1. CRISPRi utilizes gRNAs which are highly specific and customizable.

2. In principle it could be used to take advantage of unique DNA sequences to target specific bacterial species.
Amended from: http://www.cell.com/abstract/S0092-8674(13)00211-0?script=true
As a means to introduce our CRISPRi system into a microbial community we've opted to utilize conjugation - a naturally occurring mechanism bacteria use to transfer DNA. By utilizing this mechanism, we are able to target specific strains of bacteria and affect gene expression. This will have a potential for future applications that require targeting individual strains in a bacterial community.

The combination of conjugation and CRISPRi allows us to create a system capable of both transferring genetic instructions from one cell to another as well as targeting unique species in a microbial community through a specific gene.

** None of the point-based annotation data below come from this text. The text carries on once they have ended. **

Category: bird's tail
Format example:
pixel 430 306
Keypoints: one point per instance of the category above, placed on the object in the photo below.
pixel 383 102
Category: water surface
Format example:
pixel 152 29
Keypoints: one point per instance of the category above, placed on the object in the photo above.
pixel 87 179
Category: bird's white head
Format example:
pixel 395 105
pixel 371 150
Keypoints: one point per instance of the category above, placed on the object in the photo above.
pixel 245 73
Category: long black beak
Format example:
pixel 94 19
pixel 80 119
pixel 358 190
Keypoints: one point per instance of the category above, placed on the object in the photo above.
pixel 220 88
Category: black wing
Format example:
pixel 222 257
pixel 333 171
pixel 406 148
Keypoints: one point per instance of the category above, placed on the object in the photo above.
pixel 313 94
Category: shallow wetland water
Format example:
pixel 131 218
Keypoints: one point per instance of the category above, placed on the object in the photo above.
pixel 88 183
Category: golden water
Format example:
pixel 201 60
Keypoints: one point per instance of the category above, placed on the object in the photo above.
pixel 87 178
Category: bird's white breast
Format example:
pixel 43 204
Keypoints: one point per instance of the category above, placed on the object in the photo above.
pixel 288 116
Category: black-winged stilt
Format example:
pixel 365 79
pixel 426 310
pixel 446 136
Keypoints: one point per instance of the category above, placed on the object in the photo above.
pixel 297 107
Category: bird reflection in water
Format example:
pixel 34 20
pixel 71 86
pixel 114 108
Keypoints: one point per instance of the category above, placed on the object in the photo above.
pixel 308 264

2. Creating scalable CRISPRi circuits that can choose between outcomes based on the input

In addition to our conjugation project, we have developed a CRISPRi circuit, which could be delivered by the same conjugation system, that could apply to future regulatory applications (upregulation of bacterial growth, bacterial activity and behavior, gene expression, and other bacterial processes, etc.). Our circuit is multi-functional, eliciting different responses with the presence of different inducers and is scalable by incorporating additional designed plasmids or guide RNAs. The circuit relies on the use of CRISPRi gRNAs to provide scalability - several genes can be targeted for silencing, upregulation, or other needs.